Musings are thoughts, the thoughtful kind. For the purpose of these articles, a-musings are thoughts that might amuse, entertain and even enlighten.
Just a Matter of Time
The thing about travelling half way round the world is that time gets a little confusing. Take Taiwan, for instance – it’s about as far away from St Lucia as you can possibly get – so the time difference is exactly 12 hours, which means that 7 o’clock on Monday Morning in St Lucia is actually 7 o’clock on Monday evening in Taipei – as in most things, Taiwan is way ahead of St Lucia even when it comes to time.
It seems like weeks since I left Hewanorra for London but it is, in fact, less than a week ago that I landed on a brisk, as the captain put it, Monday morning at Gatwick; I had a meeting to attend in the old country and I managed to squeeze it in during the day’s wait for the connecting Virgin evening flight to Hong Kong. Actually, Virgin has changed its schedule slightly from St Lucia; instead of leaving quite late it now leaves around 5 p.m. which means passengers arrive in London at 1 a.m. St Lucia body time, which is great because you don’t feel when you land at 5 a.m. London time that you have been awake all night. I had booked a day room at the Hilton at Gatwick which meant that I could basically roll off the flight and into bed for a few hours of truly horizontal sleep before toddling along to the meeting in good time before my 9.30 p.m. flight to the Far East.
The onward flight took around 12 hours – amazing really – and we landed in Hong Kong at about 5 p.m. Tuesday afternoon, which as I said in the beginning was really only 5 a.m. on Tuesday morning in St Lucia.
Hong Kong has one of those airports where you wish you could just float on air between terminals especially when you discover that your flight that was supposed to leave from gate 3 is suddenly changed to gate 115 in another quite different but adjoining terminal.

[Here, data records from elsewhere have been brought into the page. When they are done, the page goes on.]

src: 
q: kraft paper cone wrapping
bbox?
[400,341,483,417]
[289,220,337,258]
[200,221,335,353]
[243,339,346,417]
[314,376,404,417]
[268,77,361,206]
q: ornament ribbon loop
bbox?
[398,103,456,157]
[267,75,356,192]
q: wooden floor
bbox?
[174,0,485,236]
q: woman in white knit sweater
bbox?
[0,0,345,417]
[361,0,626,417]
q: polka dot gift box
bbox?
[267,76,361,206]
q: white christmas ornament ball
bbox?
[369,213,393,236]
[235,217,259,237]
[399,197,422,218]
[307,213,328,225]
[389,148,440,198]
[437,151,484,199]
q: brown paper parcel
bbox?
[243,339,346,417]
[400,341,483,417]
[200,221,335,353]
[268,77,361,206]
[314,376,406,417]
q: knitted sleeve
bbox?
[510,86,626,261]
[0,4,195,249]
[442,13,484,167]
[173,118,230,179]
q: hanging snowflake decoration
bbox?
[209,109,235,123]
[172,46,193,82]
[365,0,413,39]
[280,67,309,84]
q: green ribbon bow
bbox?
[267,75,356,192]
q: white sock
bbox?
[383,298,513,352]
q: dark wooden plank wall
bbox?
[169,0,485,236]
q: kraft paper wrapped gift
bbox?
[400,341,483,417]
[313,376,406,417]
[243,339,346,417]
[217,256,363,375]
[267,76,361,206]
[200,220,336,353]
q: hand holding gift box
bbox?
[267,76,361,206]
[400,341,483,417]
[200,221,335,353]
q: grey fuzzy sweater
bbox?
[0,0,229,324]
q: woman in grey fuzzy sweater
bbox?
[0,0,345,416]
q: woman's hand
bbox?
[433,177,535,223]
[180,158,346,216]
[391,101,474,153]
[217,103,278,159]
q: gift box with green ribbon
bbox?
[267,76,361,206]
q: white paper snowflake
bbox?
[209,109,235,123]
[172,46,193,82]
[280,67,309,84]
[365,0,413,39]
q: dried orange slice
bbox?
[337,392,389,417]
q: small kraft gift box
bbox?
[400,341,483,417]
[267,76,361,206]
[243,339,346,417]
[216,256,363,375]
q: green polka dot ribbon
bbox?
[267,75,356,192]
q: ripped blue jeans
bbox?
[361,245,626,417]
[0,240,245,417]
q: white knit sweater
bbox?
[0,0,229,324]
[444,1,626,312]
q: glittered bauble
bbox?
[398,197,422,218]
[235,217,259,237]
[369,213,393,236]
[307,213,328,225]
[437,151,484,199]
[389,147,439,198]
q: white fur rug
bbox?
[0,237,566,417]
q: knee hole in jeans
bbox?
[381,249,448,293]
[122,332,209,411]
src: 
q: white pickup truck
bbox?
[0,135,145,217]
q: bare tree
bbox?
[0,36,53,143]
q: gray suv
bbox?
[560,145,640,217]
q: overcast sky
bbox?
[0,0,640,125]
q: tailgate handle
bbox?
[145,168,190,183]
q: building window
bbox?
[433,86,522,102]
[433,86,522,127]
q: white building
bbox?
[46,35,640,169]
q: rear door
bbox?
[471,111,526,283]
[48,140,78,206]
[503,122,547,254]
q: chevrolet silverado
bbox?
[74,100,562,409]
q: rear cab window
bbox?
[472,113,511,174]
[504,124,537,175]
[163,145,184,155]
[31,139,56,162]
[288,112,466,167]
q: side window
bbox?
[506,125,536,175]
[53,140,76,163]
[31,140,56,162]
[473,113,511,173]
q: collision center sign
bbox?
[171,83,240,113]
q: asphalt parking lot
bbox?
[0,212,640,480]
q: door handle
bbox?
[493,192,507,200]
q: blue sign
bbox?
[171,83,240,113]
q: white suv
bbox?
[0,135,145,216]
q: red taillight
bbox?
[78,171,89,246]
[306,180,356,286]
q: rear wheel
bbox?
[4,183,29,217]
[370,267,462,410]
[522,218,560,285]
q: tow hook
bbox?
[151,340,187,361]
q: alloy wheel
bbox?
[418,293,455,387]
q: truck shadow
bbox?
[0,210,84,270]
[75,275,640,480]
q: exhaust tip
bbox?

It seems sometimes that the airports of the world are trying to redress the balance of fast travel by introducing marathon walks from arrival gates to the terminals – Toronto is another airport, just like Honk Kong, that seems to think that people who have just travelled thousands of miles really need to walk for at least half an hour carrying hand luggage that may or may not include the kitchen sink or dragging grandmother and the kids along endless sterile corridors.
The flight from Hong Kong to Taipei was uneventful, just an hour and five minutes in which the crew managed to serve a full meal to 350 passengers and sell them duty free items at the same time, including giant fluffy toys. Few people realize how busy the air corridor between Taiwan and the mainland is. There are literally dozens, if not hundreds, of flights every day between China and towns all over Taiwan. In fact, the corridors have become so crowded that China – on the very day of my arrival – had proclaimed a new corridor to ease the traffic without, of course, consulting Taiwan first, which caused my friend Tom (you know which Tom I mean) a couple of minor headaches as he – as Director General of the Ministry of Foreign Affairs – had to sort out the problem before it got out of hand and became a diplomatic incident (which he did, of course).
It was nice to see Tom and his wife Tina again. Even though it was almost midnight in Taiwan (midday in St Lucia) when I landed; my friends were waiting for me as I exited the plane and escorted me like a prince to my hotel for the night. No rest for the wicked – though these days I don’t feel particularly wicked – and I had to be up by 6 the following morning for an early session with the Director General of the International Cooperation and Development Fund in Taiwan. The ICDF is responsible for many of the scholarships awarded to St Lucian students, but that was not what we talked about. At a later meeting with people from the Ministry of Foreign Affairs, I had the honour of meeting a group of people who are conducting aid projects all over the globe – even in Russia! There is considerable interest in various quarters in and around Taiwan for what the InTime Project and IETV did, and continue to do, to further education in St Lucia. You know what they say about never being a prophet in your own country (well, I suppose some people might not allow me to consider St Lucia “my own country”) but those in the know in the wider world seem to appreciate what we have been doing for the past 10 years or more.
By the time the first meeting was over and the formal lunch had been concluded I was well and truly knackered. The only thing that kept me going was the enthusiasm from the people I was meeting to the education initiatives that we continue to introduce into St Lucia. It seems that IETV’s programs will take on a new lease on life out in the wider world; it’s simply a matter of time.